Don’t be like the ladies of “The View:” When presented with a hot topic in the news, take the time to educate yourself and ask questions rather than add to the chaos, said Jenna Wigman, the vice president and a partner at Press Kitchen, a PR agency based in Santa Monica and New York.
“Personally, I enjoy healthy debate and discourse with people on timely topics, but I don’t think the internet is an environment in which such discussions can thrive,” Wigman told HuffPost. “When I have questions, I seek out either new sources or friends who are more knowledgable on the subject. Then I take the time to form my own opinions once I have more information.”
Instead of rushing to post, rush to read, Wigman said ― and not just from news outlets and media influencers who will further cement your viewpoints. To really understand, you generally have to step out of the comfort of your political echo chamber.
“Time will always be kind to a proclamation of, ‘I don’t know,’ rather than a fiery opinion based more on an eagerness to be first, not right,” she said.

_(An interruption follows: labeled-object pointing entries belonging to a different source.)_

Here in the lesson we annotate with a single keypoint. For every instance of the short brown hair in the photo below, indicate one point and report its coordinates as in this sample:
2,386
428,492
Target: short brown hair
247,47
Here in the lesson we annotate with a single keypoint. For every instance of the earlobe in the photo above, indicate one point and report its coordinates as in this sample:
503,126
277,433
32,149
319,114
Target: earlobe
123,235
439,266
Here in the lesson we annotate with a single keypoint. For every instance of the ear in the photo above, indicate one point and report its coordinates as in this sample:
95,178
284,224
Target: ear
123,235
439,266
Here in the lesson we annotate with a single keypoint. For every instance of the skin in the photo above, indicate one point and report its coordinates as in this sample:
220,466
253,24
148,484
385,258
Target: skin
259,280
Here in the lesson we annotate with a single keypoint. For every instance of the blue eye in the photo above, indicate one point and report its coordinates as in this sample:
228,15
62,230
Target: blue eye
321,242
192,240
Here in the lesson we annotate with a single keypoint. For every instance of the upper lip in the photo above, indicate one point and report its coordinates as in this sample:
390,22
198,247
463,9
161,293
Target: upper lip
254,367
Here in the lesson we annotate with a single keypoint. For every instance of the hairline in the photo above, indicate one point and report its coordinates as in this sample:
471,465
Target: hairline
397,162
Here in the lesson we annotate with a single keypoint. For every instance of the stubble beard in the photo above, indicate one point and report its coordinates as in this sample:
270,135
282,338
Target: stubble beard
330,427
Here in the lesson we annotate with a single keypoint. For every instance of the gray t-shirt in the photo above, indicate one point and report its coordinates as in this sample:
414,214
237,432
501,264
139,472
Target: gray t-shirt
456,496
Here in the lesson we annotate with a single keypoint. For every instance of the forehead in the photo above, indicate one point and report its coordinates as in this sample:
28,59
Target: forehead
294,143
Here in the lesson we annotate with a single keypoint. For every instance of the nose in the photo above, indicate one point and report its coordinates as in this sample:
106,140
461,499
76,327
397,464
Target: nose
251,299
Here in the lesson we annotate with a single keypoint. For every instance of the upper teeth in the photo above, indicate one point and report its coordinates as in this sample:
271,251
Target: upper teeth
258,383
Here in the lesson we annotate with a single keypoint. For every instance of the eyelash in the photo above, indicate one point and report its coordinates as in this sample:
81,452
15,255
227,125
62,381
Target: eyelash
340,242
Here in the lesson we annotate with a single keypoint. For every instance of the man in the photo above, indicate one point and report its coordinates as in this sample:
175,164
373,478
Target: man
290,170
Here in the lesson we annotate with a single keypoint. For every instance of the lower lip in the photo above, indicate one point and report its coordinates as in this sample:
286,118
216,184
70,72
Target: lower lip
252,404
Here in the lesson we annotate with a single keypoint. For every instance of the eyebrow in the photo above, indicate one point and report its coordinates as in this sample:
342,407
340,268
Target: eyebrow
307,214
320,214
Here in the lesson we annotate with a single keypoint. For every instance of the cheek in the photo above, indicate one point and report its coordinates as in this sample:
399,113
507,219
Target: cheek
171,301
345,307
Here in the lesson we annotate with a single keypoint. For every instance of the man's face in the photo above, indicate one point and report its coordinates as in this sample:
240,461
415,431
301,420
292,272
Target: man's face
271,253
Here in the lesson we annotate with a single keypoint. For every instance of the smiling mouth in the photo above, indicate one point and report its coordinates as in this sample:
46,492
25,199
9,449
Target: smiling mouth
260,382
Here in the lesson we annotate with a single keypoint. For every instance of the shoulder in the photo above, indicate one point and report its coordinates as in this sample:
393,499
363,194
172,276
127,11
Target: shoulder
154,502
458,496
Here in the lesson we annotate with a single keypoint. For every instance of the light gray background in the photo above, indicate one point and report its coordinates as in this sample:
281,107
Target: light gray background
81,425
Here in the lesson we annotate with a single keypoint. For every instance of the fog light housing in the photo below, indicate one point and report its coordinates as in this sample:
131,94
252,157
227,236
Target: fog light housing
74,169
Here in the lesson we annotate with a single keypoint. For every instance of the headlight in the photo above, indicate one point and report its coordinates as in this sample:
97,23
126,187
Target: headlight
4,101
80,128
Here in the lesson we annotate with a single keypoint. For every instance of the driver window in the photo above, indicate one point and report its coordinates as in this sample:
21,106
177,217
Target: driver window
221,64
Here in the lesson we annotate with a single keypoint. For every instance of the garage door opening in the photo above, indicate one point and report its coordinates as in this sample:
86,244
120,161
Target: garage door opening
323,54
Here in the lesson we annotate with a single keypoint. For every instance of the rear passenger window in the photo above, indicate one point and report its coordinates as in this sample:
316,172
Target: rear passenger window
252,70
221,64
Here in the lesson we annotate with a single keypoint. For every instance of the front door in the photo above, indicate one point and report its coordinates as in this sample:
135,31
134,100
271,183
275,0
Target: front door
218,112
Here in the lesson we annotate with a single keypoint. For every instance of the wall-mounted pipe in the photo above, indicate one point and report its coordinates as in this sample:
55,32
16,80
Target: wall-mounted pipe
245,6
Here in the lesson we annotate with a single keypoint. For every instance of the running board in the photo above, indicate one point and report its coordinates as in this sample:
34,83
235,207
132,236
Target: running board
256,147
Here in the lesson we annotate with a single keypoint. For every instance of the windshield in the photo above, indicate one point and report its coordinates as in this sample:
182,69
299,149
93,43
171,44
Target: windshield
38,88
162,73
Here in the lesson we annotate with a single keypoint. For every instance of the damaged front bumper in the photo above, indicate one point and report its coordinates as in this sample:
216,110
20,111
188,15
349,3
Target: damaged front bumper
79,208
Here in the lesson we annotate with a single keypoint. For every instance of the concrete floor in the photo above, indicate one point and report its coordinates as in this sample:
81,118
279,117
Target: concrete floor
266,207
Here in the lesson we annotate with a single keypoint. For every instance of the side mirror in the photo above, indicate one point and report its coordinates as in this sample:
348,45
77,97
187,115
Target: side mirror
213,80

Send whatever you’re thinking of tweeting to your friend group chat instead.
For the love of God, utilize those group chats! Your friends will react far more kindly to the dumb (and smart!) things you say than the 330 million users on Twitter you’re considering spouting off to.
Consider yourself your own personal PR team.
Unfortunately, if you tweet something that gets you close to being “canceled,” you won’t be able to afford a crisis management team like the Chrissy Teigens of the world. But what you can do is act as your own PR representative before things get out of hand.
“Think of it from a PR perspective: What will it do for you personally, your online ‘brand,’ if you share this thought or joke?” Austin said.
“Will it enhance your personal brand, or will you be having to indulge in damage limitation afterwards?” she asked.
Ask yourself: Am I adding any value here? How am I moving the conversation forward?
When is something good to post? The short answer is when it’s adding value to a timely conversation. Wigman admits it can be tough to objectively examine if your perspective actually adds value.
“But I think if you’re coming from an expert POV on the given topic, you should feel more comfortable bringing an opinion backed by facts to the table,” she said. “Still, it’s always wise to take a beat and listen first.”
Bottom line: Think, and think hard, before you tweet.
“I know I’ve typed something out on my phone or laptop in the past and then realized it just wasn’t good enough or was, to be honest, wrong, and I didn’t hit enter or tweet or whatever to publish,” Toebe said. “In this climate, you have to think of the risk now more than ever if you value your future well-being.”